On December 4, 2019, the United States Department of Justice (“DOJ”) issued a Press release announcing its decision to intervene in a who tam False Claims Act (“FCA”) case against Navistar Defense LLC. the who tam The lawsuit was originally filed by whistleblower Duquoin Burgess, a former Navistar Defense government contracts executive. The complaint alleges that in 2007 Navistar Defense provided 4,000 mine-resistant ambush protected vehicles to the United States Marine Corps for use in Iraq, and in 2009 received a contract to modify the suspension systems of these vehicles to cope with the rockier terrain in Afghanistan.
While negotiating this contract with the Marine Corps, Navistar Defense allegedly “knowingly submitted fraudulent invoices that falsely claimed to show comparable prior commercial sales” at an unreasonably high cost. These bogus invoices, from sales that never occurred, enabled Navistar Defense to grossly overcharge the Marine Corps for suspension modifications of hundreds of millions of dollars according to the complaint.
The DOJ’s decision to intervene in this FCA case, which is seeking more than $1 billion in damages, is momentous because it exponentially increases the chances of the trial succeeding. Under the who tam CFL provisions, a private citizen, like Mr. Burgess, in this case, can file a lawsuit in federal court alleging fraud against the government, which directly or indirectly involves taxpayers’ money. Once deposited, a who tam The FCA complaint remains sealed and out of public view. During this time, the DOJ and all relevant government agencies work closely with the whistleblower, known as the “relative,” to fully understand the allegations and conduct at issue while conducting their own factual and legal investigation.
Once this investigation is complete, the DOJ must then decide whether to “intervene” in the case. Intervention means the government is taking an active and leading role in the FCA litigation. If the government refuses to intervene, the parent can either argue the case on their own or drop the lawsuit under the False Claims Act. In intervention cases, a parent can recover between 15 and 25% of the damages obtained for the government, and in a non-intervention case, parents can recover between 25 and 30%.

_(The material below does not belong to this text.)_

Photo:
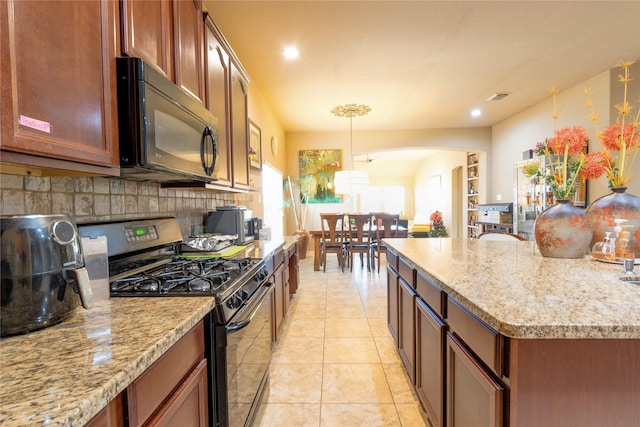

The DOJ decides to intervene before the defendants even know about the FCA’s pending complaint against them. This is by far the most crucial act of the whole affair. The correlation between the choice to intervene or not and the outcome of a CAF case is drastic. FCA cases in which the government intervenes are successful in obtaining recovery about 95% of the time, while that number drops dramatically in non-intervened cases. Among the many reasons for the high success rate in interventional cases are:
1) the cases involved benefit from all the resources and expertise of the DOJ, rather than those of a private citizen and his lawyers whose resources most often pale in comparison; and
2) The DOJ only intervenes in cases it deems meritorious and winnable, so the cases that have intervened are usually the cases that would win the most at trial.
With these two factors in play, defendants in an intervening case are much more receptive to settlement discussions prior to any jury decision, as they face the full brunt of the federal government and credible charges of fraud.
In the Navistar Defense case, the DOJ’s choice to intervene should prove crucial in recovering potentially hundreds of millions of dollars in taxpayer dollars, which Navistar Defense allegedly received fraudulently. In the DOJ press release, Assistant Attorney General Jody Hunt said, “The [DOJ] will hold accountable contractors who falsify information and thereby force the military to pay inflated prices. By intervening, the DOJ has dramatically increased the odds of achieving that goal here and ensuring that Navistar Defense is held accountable for its alleged attempt to fraudulently inflate its prices for providing lifesaving equipment to the Marine Corps.